Imagine Jesus’ sermons and miracles as modern-day stadium events. The Twelve would be in their team uniforms. Some of Jesus’ larger band of disciples would proudly wear the team colors, perhaps even painting their faces with the team colors and fish symbols. The atmosphere would be electric, the enthusiasm contagious.
But you know how fickle fans can be. Only a minority are the true diehards; many of the rest are ready to change allegiances if something better comes along. I’ve watched basketball games where the mood of the crowd shifts with the flow of the contest. When the home team is losing badly, their supposedly faithful fans can even start booing.
It wasn’t long after he came on the scene that Jesus began to amass a following. He was, for a time, The Next Big Thing. But nobody, not even his closest disciples, understood what was coming. Seeing his meteoric rise in popularity and impact, they projected an ever more glorious future — not one that would seem to end on a cross.
Jesus, of course, knew. And he wasn’t much interested in gathering more and more people to himself that had no intention of staying the course.

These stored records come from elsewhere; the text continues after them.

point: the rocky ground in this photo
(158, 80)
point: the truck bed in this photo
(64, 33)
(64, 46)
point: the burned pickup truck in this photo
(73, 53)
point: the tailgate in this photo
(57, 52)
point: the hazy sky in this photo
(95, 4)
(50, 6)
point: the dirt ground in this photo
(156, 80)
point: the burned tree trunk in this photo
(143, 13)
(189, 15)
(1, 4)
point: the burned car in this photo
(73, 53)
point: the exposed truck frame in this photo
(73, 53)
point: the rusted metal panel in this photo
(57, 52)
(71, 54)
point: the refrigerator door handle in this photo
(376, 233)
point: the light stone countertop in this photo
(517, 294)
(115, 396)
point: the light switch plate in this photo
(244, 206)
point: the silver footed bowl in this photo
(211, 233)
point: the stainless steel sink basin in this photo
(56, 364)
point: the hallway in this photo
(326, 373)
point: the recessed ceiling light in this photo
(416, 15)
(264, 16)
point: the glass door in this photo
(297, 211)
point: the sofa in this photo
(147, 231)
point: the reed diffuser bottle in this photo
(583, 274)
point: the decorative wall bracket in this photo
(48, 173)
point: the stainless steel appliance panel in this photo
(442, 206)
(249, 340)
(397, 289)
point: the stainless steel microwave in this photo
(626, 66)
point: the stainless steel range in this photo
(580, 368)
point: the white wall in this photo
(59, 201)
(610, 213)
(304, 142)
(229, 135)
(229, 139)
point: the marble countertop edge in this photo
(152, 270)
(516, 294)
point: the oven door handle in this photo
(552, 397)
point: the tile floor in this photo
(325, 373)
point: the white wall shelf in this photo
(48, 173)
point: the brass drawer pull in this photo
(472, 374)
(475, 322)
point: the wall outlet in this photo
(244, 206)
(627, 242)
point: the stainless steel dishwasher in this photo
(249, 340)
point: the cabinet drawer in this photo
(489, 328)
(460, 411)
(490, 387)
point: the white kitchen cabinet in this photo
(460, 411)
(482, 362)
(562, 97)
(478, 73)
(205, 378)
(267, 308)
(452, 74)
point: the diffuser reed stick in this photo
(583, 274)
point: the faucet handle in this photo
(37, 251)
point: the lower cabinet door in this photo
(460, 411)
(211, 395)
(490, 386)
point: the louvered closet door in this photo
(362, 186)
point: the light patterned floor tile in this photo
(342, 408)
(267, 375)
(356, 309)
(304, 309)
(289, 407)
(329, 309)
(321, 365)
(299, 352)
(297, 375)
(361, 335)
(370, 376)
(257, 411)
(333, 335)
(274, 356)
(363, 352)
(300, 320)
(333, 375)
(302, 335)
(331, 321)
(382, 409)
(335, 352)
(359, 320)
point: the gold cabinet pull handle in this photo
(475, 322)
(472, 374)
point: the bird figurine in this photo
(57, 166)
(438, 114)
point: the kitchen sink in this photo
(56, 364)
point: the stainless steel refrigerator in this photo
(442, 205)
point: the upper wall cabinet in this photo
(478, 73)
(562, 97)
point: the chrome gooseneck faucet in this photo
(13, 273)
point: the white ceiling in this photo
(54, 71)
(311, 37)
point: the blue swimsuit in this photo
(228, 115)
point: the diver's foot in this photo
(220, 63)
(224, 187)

John 6 begins with one of the most publicity-worthy miracles of Jesus’ ministry: the feeding of the 5,000. (We’re perfectly capable of stressing out over feeding a dinner party of 5, without the zeroes.) It seems like a triumphant moment.
By the end of the chapter, however, we read of the many followers who were offended by Jesus’ words and walked away. Jesus hadn’t changed his message; he only pushed people toward what it would really mean to follow him. They didn’t understand everything he said. But they didn’t like the part they thought they understood, and decidedly they had had enough.
As we come to the end of chapter 6, therefore, we need to ask ourselves a question. Do we really want to be “disciples” — lifelong learners who grow through a relationship to their Master, even when the lessons get difficult?
Or would we rather just be fans? And have churches that produce the same?